BW: That might be a trumpet thing, especially such a temperamental instrument like the trumpet![Laughter]

iRJ: Is there an artist you’d like to work with that you never have?

BW: Oh absolutely! I would like to work with Prince. That would be awesome! Norah Jones! I think she is really soulful l in a very cool way. Q-Tip! The Roots! That would be awesome! Chaka Khan and Stevie Wonder would be great too!

iRJ: Representing the younger end of the spectrum, in your opinion, where do you think jazz music is it going?

BW: It’s going somewhere. I have no idea where. I think that is the beauty of this. Nobody knows how all of it is going to unravel. I feel like the world is changing drastically over the last 10 years with things like the internet and the music business. The world we live in is totally different. I can literally record something and share it with the world in a matter of minutes. We have complete access to the world at any given point. The world is right at your hands. The connective nature of everything we do is at our disposal. It can really change how we think and develop as musicians. Our brains are on shuffle.

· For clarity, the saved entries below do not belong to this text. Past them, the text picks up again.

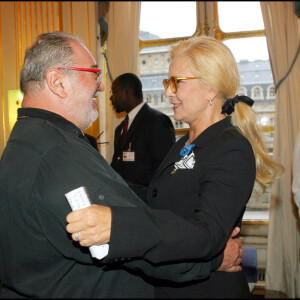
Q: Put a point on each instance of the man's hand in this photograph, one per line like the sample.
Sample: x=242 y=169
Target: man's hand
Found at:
x=91 y=224
x=233 y=253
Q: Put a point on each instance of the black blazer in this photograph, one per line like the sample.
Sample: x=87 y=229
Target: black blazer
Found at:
x=151 y=136
x=211 y=199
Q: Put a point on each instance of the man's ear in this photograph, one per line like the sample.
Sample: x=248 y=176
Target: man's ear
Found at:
x=212 y=93
x=56 y=81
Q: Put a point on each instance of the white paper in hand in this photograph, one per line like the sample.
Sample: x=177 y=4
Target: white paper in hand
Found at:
x=78 y=199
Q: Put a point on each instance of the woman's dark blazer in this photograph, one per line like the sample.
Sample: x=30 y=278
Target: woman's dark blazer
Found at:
x=215 y=191
x=210 y=197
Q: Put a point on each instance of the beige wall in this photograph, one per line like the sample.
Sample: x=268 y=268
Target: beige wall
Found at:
x=21 y=22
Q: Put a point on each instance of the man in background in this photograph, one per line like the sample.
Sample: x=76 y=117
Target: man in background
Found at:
x=140 y=146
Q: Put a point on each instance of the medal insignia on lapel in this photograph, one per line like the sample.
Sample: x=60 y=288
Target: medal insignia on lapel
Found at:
x=187 y=159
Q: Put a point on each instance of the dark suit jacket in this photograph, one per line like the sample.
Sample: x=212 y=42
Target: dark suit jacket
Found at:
x=211 y=197
x=151 y=136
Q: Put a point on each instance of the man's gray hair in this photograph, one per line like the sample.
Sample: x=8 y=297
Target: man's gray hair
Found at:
x=50 y=50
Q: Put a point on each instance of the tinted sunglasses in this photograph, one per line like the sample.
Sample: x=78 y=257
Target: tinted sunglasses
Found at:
x=173 y=81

iRJ: If there is one piece of advice you can give a young artist, what would it be? What would you tell them?

BW: Do you. Be yourself. Listen to your mentors and teachers. There is a lot of useful information. And try to take in as much as you can. But at the end of the day, when it’s time to do your thing, you have to do what you want. You have to deal with your art. If you can go to bed at night and be happy with what you are doing, you’re on the right track.